Instructions for updating:
Use tf.cast instead.
Train on 60000 samples, validate on 10000 samples
Epoch 1/3
Epoch 2/3
Epoch 3/3


<keras.callbacks.History at 0xb2ae34780>

Now we're at about 98% accurate! Getting better!

## Why did it take forever?
This time, the training took significantly longer than for the simple DNN. Naively, you might think that there were about twice as many parameters to train, so it should take longer. But it took much more than twice as long to train! The difference is that convolutions are much more computationally intensive to perform, both for the forward and backward propagation. This is part of the reason why GPUs are exceptionally good for ML applications in general and CNNs in particular: they are optimized for these types of operations (because of their primary application in generating computer graphics), and so training goes much faster.

# Peeking Under the Hood
In this case, the training took a very long time to run. We get some high level information about how the training is progressing, but it'd be nice to have more information. Fortunately, there's a tool that can help us do this. If we're using TensorFlow as the computational backend, the program _TensorBoard_ can be used to give us information about the network as it's running (and after it's been run).

To make use of TensorBoard, we add what's known as a `callback` to Keras's `fit` method on a Model object. Then from the command line, we open up TensorBoard and can visualize what's going on.

In [None]:
# reinstantiate our model, add a callback, and train again
model = Sequential()
model.add(Conv2D(64, kernel_size=3, activation="relu", input_shape=(28, 28, 1)))
model.add(Conv2D(32, kernel_size=3, activation="relu"))
model.add(Flatten())
model.add(Dense(10, activation="softmax"))

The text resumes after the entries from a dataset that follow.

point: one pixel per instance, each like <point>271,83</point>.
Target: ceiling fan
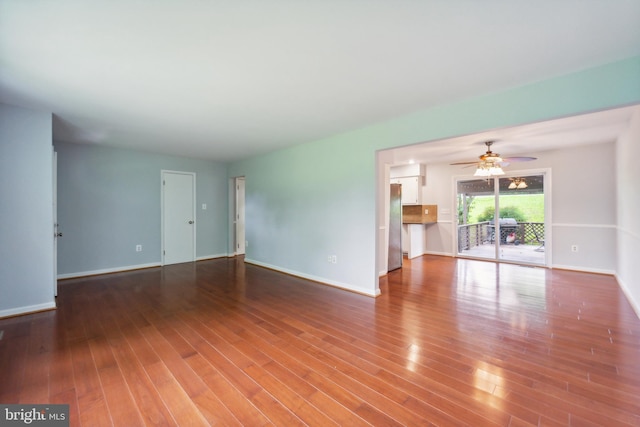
<point>491,158</point>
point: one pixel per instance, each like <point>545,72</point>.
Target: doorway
<point>178,217</point>
<point>518,232</point>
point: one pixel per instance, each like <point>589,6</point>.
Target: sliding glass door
<point>516,233</point>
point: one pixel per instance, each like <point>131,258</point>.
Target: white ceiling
<point>525,140</point>
<point>229,79</point>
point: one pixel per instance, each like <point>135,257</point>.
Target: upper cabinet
<point>411,177</point>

# make a TensorBoard callback
cb = keras.callbacks.TensorBoard(log_dir="./logs")

# compile and train the model with our callback
model.compile(optimizer="adam", loss="categorical_crossentropy", metrics=["accuracy"])
model.fit(X_train, y_train, validation_data=(X_test, y_test), epochs=3,
          callbacks=[cb])

## Using TensorBoard
While that is running, open up a terminal, and navigate to the directory where these notebooks are. You should see a directory called `logs`. For example:
```bash
$ ls
Installation.ipynb  Lesson2.ipynb  Lesson4.ipynb  data    logs
Lesson1.ipynb       Lesson3.ipynb  Lesson5.ipynb  images

$ tensorboard --logdir=./logs
```
This will open up the TensorBoard program, which will give you access to quantities like the accuracy and loss values as a function of training epoch, as well as a visualization of the TensorFlow graph that's been generated by the model. There are a lot of nice features that TensorBoard has in it, so take a look!